Sitting in on Bernstein’s piano classes are where the doc shines. Anyone who has ever taken—or suffered through—music lessons will find painful familiarity in the endless repetition of a single melody; going over and over the same notes and phrases until a player’s fingering is just so; the constant stops and starts to readjust volume, posture, or even breathing habits. What Bernstein’s classes evokes, and subsequently what Seymour: An Introduction briefly grasps at, is the meticulous technical skill that goes into artistry. These and other procedural elements—including an absorbing sequence in a Steinway selection room during which Bernstein painstakingly chooses a piano for an upcoming recital—save the film from becoming yet another mediocre profile piece.
Director Hawke (a long-time admirer of Bernstein) delivers a pleasant enough tribute to the charming raconteur. But the actor’s sporadic self-insertions into Seymour’s story are head-scratching. Each time, he attempts to offer an explanation about why he wanted to highlight Bernstein’s life and career, but it often comes out as a word salad of arty buzzwords—“authenticity,” “truth,” “passion”—all noble things, certainly, but woefully out of place in contrast with the nitty-gritty details of Seymour’s teaching style.
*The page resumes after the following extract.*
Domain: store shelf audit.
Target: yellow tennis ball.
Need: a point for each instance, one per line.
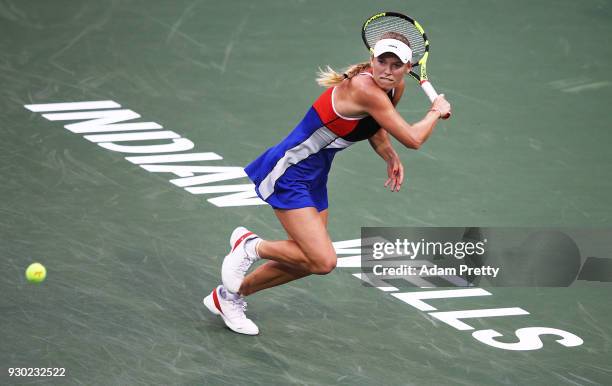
(36, 273)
The glib idiom that “those who can’t do, teach” seems unduly cruel when recounting Bernstein’s situation. It fails to capture the unexpected joys that can be found when we compromise the life we may think we want for the life we have. And certainly, the hushed, awed tones of the voices of Bernstein’s students when they sing his praises are clear evidence of that. As the sage-like Bernstein relates over the course of Hawke’s film, talent is only a small fraction of what goes into making an artist shine: the rest is craft. Seymour: An Introduction is not a groundbreaking piece of non-fiction filmmaking by any means, but it’s a sweet testament to the art of hard work.